Perhaps there has never been an election campaign in which so many predicted the failure of the opinion polls. Politicians keep saying that the widespread support for Kadima predicted by the polls is not reflected in the public. The pollsters reply that they can only go according to the polls they have, which predict 35 to 40 Knesset seats for Kadima.
"I can't say I have a feeling Kadima will win fewer votes," says Professor Camil Fuchs, Haaretz's poll expert. "A statistician has no feelings."
Polling firms are concerned by three main anomalies that could skew predictions - low voter turnout, the high level of floating votes and the large numbers of youngsters on cellphones whom they can't poll by land line.
The absentee vote. If the forecast that Kadima will win 35 to 40 Knesset seats is proved false, says Dori Shadmon of Teleseker, "it will derive only from the voter turnout problem. This may be the greatest difficulty in these elections, and then everyone will blame the pollsters for getting it wrong."
"The voter turnout is the most difficult issue," says Rafi Smith of Smith Institute. Although pollsters ask people if they're sure they'll vote, Smith says most people are reluctant to say they won't vote. "I walk on the street in Ramat Gan and there isn't one poster. There is no feeling of elections in the air," he says.
Another unexpected factor that affects the voter turnout and complicates matters is the weather.
The pollsters all predict that Yisrael Beitenu will be the surprise of the elections and win ten or more Knesset seats. However they agree that if the voter turnout is low in the Russian community, it will get less. A low voter turnout among the youngsters, the religious right and the Arabs may also be seen.
The floating vote. Most pollsters said the number of floating votes is unusually high these elections, reaching the equivalent of 20-25 Knesset seats. This week the floating votes in Haaretz's poll dropped to 18 Knesset seats - still high. "It's crazy trying to crack 25 Knesset seats," says Smith. "I'm not sure we know how to do it right."
The cellular phone vote. In the past when everyone had land lines the polls were very accurate. These elections, says Smith, there is a large group of voters, especially young ones, who only have cellphones and cannot be reached by land line. Fuchs says that if there are not enough youngsters in the polling sample, this could be overcome by giving greater weight to the young voters. However, if those with cellphones have different voting patterns than the other youngsters, the poll results may be off. The mobile phones will change future polling methods. One possible direction could be polls combining mobile phones and emails.
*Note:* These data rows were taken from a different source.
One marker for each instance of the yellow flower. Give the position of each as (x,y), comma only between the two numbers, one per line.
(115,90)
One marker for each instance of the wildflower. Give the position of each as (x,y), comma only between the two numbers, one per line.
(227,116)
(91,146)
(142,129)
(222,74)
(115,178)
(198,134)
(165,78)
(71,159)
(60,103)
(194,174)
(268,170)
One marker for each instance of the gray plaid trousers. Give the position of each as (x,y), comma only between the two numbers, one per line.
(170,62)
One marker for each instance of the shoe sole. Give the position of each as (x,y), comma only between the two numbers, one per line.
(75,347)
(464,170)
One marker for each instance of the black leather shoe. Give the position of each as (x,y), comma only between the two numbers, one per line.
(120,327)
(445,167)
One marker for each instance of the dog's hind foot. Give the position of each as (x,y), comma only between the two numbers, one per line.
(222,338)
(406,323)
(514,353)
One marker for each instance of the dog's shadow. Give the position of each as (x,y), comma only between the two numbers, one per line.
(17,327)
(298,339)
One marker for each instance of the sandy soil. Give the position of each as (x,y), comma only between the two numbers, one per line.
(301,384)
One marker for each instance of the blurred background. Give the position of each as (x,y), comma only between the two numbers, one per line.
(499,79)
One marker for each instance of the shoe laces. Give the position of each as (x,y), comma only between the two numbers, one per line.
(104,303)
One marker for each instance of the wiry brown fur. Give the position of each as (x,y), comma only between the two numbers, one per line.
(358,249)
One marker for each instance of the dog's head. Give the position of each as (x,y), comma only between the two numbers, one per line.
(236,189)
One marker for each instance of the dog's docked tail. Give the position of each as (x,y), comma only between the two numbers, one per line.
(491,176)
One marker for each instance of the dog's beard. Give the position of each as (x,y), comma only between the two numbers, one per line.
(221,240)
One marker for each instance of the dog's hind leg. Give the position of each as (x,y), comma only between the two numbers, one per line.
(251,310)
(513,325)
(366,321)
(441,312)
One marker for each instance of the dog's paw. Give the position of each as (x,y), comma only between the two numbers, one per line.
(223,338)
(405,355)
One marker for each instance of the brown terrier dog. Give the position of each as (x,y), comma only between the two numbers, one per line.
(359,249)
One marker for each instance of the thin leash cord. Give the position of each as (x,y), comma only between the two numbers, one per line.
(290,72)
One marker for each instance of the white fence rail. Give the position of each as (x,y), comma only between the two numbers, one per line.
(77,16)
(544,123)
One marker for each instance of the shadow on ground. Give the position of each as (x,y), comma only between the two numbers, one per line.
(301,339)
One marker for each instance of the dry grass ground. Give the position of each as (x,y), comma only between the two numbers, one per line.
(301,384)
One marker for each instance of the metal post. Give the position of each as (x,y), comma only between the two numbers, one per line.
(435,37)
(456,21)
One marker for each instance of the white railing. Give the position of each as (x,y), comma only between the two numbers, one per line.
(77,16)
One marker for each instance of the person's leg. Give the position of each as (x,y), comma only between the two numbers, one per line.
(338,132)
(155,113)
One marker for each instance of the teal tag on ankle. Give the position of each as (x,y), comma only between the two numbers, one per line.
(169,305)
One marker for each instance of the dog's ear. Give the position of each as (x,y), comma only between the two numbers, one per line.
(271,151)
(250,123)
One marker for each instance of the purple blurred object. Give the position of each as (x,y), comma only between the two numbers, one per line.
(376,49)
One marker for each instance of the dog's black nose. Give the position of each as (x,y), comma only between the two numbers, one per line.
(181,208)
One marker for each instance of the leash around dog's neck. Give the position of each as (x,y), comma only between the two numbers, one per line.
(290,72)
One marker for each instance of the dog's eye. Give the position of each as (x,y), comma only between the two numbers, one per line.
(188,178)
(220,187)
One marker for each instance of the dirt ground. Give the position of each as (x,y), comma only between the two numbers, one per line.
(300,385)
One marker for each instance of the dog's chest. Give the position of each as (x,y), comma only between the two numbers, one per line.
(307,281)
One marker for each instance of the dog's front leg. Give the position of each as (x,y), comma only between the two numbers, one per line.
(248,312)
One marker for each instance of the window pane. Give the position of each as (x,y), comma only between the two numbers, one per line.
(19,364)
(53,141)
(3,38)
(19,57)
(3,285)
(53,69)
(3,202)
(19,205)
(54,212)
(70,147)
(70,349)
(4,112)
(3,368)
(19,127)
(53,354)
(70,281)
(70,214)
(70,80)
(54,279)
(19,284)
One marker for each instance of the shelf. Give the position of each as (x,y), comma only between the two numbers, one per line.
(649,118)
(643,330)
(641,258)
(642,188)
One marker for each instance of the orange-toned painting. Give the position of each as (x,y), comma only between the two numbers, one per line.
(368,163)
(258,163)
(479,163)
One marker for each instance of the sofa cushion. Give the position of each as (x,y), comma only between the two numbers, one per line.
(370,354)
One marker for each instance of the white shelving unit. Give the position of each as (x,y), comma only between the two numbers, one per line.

The flexible vote. "Sometimes up to ten percent vote differently from what they said in the poll. They're not lying, They change their mind," says Shadmon. In Haaretz's poll, people were asked to say whether they will change their vote. Hard to believe, but 17 percent say they might change their mind, whereas 3 percent are sure they will.
While pollsters emphasize that the polls are right for a given moment, the public sees them as an election forecast. The last polls are held 36 hours before the elections. During that time people can change their decision, as probably happened in the 1966 elections, when polls predicted a narrow victory for Peres, but Netanyahu won.
The refusenik vote. Only 30 percent agree to answer the pollsters.
The misleading vote: Some people deliberately mislead the pollsters, others are not comfortable telling the truth. The pollsters ask how people voted in previous elections, but many tend to "abandon" unpopular parties and "correct" their vote retroactively. In the 1999 elections Shas won 17 Knesset seats and the Center Party six, but in the 2003 polls, many of these voters said they had voted for the Likud. This may be why the pollsters failed to predict the magnitude of the Likud's victory in those elections.